Consider a family of traders $$\{T^k\}_{k \in {\mathbb{N}}}$$ and $${\zeta: {\mathbb{N}}\times {\mathbb{N}}\rightarrow [0,1]}$$ s.t.

$\sum_{k=0}^\infty \sum_{b=1}^\infty \zeta(k,b) b = b_\zeta < \infty$

Define $${T^\zeta_n}$$ as follows:

$T^\zeta_n = \sum_{k=0}^n \sum_{b=1}^\infty \zeta(k,b) {\operatorname{B}_b}T^k_n$

Then, the above sum is convergent and defines a trader. Moreover:

${\operatorname{\Sigma W}_{\min}}T^\zeta_n \geq -b_\zeta$

The analogue of Definition 5.4.1 (logical inductor construction):

# Proposition 4

Consider the setting of Proposition 3. Then, there are $${\{\mu^*_n \in {\mathcal{P}}(X_n)\}_{n \in {\mathbb{N}}}}$$ s.t.

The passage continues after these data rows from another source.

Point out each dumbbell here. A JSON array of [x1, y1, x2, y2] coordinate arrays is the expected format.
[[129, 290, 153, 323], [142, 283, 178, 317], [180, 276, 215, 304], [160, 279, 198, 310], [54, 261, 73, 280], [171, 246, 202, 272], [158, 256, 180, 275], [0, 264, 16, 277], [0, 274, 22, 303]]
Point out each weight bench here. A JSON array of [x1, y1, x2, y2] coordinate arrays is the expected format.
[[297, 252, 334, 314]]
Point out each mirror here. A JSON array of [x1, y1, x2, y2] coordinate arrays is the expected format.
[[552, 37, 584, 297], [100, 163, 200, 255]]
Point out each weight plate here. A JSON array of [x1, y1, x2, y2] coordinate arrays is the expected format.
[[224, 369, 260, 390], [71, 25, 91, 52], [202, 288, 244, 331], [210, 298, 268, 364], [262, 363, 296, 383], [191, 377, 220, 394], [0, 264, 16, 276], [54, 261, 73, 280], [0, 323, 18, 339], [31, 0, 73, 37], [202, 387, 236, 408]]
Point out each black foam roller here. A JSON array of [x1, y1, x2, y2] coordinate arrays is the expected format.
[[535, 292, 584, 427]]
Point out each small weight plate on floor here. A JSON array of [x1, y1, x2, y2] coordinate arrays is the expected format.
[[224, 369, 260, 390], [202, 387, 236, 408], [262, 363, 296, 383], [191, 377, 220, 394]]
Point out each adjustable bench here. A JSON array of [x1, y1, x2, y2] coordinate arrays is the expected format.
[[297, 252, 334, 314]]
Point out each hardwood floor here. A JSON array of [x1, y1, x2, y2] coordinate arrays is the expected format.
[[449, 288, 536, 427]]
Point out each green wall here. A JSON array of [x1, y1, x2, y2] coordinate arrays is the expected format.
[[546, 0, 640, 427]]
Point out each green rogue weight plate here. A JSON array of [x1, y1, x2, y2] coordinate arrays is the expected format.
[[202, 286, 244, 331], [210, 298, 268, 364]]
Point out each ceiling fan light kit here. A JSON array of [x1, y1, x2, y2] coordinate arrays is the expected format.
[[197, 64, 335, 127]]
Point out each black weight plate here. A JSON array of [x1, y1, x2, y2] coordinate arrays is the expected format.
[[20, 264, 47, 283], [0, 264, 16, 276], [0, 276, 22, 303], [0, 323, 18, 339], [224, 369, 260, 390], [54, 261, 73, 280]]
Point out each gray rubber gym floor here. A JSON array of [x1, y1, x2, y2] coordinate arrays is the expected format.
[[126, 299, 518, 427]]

$\operatorname{E}_{x \sim \mu^*_n}[T^\zeta_n(\{i_{m*}\mu^*_m\}_{m \leq n},x)] = \max_{x \in X_n} T^\zeta_n(\{i_{m*}\mu^*_m\}_{m \leq n},x)$

Analogously to Definition 3.5.1 (“exploitation”) we have:

# Definition

A market $${\mu}$$ is said to dominate a trader $${T}$$ relatively to $${\{X_n\}}$$ when

• Denoting $${i_n: X_n \rightarrow X}$$ the inclusion mapping, $${\mu_n}$$ is in the image of $${i_{n*}}$$.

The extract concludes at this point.